EU lawmakers move to ban throw-away plastics

Drinking straws

European Union lawmakers moved on Wednesday to ban widely-used, throw-away plastics such as straws and cotton buds, and put a greater burden on manufacturers to recycle in an effort to clear up ocean pollution.


Under the proposal, overwhelmingly backed by the European Parliament, 10 single-use plastic products with readily available alternatives would be banned by 2021. EU states would be obliged to recycle 90 percent of plastic bottles by 2025 and producers to help cover costs of waste management.

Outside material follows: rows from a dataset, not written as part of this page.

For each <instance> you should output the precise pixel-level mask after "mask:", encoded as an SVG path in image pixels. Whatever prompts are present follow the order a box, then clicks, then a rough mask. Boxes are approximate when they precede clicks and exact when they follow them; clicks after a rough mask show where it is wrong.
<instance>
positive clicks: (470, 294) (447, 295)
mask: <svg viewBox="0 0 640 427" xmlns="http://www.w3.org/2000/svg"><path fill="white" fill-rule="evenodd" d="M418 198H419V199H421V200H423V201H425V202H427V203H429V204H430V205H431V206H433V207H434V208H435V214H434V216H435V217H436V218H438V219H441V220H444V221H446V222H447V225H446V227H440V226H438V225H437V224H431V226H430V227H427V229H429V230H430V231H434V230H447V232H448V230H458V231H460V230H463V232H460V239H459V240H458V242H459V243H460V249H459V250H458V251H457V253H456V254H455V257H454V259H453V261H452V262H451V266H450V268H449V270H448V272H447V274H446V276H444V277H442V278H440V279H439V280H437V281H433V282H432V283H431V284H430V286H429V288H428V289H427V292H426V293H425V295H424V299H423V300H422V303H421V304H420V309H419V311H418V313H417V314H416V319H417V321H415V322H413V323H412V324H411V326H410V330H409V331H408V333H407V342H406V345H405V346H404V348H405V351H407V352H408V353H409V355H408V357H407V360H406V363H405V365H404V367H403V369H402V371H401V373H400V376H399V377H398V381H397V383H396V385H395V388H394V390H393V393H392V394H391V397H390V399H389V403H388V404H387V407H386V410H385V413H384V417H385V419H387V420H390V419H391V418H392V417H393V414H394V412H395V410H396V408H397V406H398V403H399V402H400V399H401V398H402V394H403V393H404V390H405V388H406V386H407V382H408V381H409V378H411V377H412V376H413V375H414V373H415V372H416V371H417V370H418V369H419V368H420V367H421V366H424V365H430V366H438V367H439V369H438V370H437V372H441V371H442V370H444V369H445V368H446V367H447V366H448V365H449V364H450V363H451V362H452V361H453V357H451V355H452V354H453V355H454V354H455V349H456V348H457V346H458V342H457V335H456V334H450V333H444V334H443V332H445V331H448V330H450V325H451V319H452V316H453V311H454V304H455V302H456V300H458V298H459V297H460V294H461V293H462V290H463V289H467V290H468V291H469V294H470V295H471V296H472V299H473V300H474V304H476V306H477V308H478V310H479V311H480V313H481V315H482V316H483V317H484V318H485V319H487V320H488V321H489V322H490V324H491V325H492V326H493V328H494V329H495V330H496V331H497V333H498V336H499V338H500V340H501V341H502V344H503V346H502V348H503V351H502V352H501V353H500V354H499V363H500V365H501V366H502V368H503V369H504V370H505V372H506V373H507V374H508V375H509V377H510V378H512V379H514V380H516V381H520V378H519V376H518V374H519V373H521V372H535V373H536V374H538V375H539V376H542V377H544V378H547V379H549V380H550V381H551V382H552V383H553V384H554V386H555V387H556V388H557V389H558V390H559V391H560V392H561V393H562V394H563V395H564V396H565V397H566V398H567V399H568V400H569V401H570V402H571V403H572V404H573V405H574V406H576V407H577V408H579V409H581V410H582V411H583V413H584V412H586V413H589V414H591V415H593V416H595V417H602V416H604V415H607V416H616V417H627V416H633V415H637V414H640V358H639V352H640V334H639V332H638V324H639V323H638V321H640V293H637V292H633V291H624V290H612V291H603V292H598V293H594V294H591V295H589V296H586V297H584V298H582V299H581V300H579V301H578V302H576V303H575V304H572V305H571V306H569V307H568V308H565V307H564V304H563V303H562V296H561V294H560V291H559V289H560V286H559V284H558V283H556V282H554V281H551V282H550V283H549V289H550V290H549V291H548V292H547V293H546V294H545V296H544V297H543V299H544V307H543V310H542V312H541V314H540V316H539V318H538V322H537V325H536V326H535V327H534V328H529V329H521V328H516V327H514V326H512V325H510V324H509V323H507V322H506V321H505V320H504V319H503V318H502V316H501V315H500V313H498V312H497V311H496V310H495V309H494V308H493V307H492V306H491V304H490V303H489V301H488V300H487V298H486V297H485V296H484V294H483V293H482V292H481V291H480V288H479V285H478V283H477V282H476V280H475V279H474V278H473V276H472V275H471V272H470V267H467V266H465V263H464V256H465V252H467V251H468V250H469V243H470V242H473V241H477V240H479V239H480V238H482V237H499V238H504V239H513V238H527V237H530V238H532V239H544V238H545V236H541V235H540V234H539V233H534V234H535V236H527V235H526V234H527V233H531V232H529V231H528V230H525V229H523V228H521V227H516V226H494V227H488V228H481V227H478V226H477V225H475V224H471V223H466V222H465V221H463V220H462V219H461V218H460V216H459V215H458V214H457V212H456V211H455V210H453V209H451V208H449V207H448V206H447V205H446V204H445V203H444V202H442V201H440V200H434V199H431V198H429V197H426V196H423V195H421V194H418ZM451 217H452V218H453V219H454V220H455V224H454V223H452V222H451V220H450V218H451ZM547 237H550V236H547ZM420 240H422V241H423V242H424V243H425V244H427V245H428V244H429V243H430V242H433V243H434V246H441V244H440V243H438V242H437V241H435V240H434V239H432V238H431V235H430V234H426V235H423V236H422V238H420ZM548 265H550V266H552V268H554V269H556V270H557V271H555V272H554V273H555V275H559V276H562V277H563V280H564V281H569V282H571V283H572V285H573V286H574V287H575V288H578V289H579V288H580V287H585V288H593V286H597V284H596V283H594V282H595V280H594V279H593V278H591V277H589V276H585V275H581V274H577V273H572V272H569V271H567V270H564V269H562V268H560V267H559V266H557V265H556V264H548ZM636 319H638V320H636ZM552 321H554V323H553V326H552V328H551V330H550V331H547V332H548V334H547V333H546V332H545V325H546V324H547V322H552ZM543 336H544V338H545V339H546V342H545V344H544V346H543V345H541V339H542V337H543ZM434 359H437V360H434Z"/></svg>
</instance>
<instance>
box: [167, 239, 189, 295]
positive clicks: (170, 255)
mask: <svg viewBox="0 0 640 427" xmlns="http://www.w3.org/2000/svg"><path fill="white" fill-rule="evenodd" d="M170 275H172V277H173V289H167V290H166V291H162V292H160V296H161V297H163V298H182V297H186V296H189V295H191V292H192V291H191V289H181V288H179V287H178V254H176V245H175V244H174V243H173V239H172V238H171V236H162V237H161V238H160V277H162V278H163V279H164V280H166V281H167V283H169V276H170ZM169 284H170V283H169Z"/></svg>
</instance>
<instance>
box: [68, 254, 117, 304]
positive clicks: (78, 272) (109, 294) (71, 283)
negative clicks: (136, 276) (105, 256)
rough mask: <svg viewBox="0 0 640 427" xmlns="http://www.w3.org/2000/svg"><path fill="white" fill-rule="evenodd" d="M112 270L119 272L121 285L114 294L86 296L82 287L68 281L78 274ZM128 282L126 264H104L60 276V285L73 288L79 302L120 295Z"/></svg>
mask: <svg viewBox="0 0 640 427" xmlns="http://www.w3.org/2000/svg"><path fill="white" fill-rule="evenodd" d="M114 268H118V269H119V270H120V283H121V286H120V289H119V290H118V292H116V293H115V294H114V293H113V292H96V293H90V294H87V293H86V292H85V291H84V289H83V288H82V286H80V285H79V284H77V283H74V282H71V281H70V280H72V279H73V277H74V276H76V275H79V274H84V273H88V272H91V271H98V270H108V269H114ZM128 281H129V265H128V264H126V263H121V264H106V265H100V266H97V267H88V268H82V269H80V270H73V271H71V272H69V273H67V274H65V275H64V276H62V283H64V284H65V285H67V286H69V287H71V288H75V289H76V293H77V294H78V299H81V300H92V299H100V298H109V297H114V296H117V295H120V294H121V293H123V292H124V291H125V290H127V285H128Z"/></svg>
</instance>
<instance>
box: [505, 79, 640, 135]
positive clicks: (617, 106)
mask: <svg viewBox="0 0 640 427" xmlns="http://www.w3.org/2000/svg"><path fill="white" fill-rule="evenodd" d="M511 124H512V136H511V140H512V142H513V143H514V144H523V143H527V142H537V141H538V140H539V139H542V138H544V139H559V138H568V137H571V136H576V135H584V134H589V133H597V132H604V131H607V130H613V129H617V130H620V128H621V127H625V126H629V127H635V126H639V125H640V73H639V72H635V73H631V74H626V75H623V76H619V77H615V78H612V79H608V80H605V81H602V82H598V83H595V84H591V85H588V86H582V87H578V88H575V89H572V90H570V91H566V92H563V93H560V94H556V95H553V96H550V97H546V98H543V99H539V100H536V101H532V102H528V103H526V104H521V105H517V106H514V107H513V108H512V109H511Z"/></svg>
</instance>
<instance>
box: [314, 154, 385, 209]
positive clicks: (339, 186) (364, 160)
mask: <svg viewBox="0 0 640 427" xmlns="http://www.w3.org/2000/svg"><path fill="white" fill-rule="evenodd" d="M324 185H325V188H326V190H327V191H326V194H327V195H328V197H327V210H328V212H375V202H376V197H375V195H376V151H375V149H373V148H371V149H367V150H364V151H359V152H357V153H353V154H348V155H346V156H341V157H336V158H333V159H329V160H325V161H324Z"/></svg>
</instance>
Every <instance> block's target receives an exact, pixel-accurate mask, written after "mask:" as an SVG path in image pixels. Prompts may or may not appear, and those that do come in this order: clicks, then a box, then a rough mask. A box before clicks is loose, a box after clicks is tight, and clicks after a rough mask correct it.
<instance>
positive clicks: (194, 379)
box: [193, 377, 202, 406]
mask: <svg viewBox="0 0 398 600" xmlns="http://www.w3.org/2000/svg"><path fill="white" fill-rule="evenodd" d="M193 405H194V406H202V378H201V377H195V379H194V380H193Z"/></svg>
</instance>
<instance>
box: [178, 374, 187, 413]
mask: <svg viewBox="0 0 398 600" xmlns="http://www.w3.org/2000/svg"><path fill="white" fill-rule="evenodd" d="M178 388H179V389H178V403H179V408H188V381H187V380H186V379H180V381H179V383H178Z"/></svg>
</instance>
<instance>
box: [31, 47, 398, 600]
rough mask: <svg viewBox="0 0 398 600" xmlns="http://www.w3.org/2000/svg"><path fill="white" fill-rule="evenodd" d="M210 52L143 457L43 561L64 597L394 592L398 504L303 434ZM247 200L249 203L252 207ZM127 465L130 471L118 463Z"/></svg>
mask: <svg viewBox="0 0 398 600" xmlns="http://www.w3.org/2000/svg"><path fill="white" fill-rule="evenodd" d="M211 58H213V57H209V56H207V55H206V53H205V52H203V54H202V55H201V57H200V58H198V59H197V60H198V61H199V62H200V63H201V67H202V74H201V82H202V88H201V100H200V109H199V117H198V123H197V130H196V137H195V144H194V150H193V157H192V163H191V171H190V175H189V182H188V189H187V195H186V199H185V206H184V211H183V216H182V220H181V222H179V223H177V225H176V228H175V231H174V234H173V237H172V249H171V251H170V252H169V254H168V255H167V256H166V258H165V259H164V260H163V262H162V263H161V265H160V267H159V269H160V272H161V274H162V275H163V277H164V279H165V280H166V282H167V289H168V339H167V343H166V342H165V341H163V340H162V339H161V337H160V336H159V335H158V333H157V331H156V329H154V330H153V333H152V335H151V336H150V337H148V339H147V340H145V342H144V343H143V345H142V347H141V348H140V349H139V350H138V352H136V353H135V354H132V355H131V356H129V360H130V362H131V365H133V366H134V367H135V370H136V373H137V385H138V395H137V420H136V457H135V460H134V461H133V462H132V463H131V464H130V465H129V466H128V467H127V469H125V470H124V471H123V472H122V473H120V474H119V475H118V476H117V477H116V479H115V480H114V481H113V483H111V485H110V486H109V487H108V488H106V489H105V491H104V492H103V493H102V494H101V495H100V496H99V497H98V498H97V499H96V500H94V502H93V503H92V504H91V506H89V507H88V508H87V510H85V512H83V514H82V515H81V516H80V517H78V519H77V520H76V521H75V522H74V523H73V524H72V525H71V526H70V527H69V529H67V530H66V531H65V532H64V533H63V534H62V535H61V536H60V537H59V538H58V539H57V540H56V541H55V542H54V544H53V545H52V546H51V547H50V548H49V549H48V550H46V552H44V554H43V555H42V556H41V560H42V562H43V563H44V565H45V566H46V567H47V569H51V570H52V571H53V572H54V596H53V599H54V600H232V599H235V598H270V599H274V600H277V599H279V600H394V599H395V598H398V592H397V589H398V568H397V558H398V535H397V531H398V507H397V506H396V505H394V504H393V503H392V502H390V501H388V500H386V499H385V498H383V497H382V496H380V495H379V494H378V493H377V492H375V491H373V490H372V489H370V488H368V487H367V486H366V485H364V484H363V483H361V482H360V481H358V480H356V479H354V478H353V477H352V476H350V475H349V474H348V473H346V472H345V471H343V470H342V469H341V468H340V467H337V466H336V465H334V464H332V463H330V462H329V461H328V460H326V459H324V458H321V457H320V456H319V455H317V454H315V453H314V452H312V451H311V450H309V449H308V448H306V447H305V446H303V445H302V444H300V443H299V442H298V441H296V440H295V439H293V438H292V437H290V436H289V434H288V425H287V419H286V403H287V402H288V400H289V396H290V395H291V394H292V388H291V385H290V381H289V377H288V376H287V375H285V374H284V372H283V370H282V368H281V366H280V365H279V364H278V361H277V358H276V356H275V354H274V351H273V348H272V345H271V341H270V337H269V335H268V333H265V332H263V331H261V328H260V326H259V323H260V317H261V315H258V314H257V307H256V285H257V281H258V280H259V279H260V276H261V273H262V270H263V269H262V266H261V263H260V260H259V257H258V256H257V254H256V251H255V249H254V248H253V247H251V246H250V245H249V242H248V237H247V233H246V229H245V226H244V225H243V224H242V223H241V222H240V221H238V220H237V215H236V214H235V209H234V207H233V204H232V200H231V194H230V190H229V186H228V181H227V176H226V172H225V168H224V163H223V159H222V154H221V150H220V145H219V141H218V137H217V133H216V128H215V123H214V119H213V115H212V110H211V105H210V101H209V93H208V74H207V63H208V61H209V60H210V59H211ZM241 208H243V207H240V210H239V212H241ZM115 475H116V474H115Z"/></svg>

“We are sending a strong signal to industry,” EU lawmaker Federique Ries, a Belgian liberal, told Reuters. “There is broad and growing popular support on this issue,” said Ries, who is representing the parliament in negotiations with EU governments.

The EU recycles only a quarter of the 25 million tonnes of plastics waste it produces per year.

China’s decision to stop processing waste coupled with growing alarm over damage to oceans has pushed the continent to end reliance on developing countries to deal with its waste. Regulators hope the new rules will lead to a drop in the price of recycled plastics.

The EU’s final rules still need to be approved in talks with member states – some of which have balked at the curbs, worried they will be too difficult to implement for industry.

But the deputy head of the EU executive, who is overseeing efforts to cut down on plastic waste, called for action.

“Europe has to come to terms with the fact that we cannot just put it on someone else’s shoulders,” EU Commission First Vice President Frans Timmermans told Reuters, saying he was encouraged by a shift in the private sector towards more voluntary recycling and public activism on the issue.


“It is the first strategy in the world that looks at the whole issue of the role of plastics in our economy,” he added. “If we don’t move now, if we don’t move swiftly … you will have more plastic in the oceans than fish.”

EU lawmakers added polystyrene fast-food containers and products made of oxo-degradable plastics, which critics say do not fully break down, to the list proposed by the EU executive earlier this year.

Waste from cigarette butts, which can take over a decade to degrade in water, would also have to be cut by 50 percent in 2025 and by 80 percent in 2030. EU countries would also have to collect fishing gear polluting beaches.

Ries said the restrictions on tobacco products and obligations on member state governments to recycle more could be sticking points.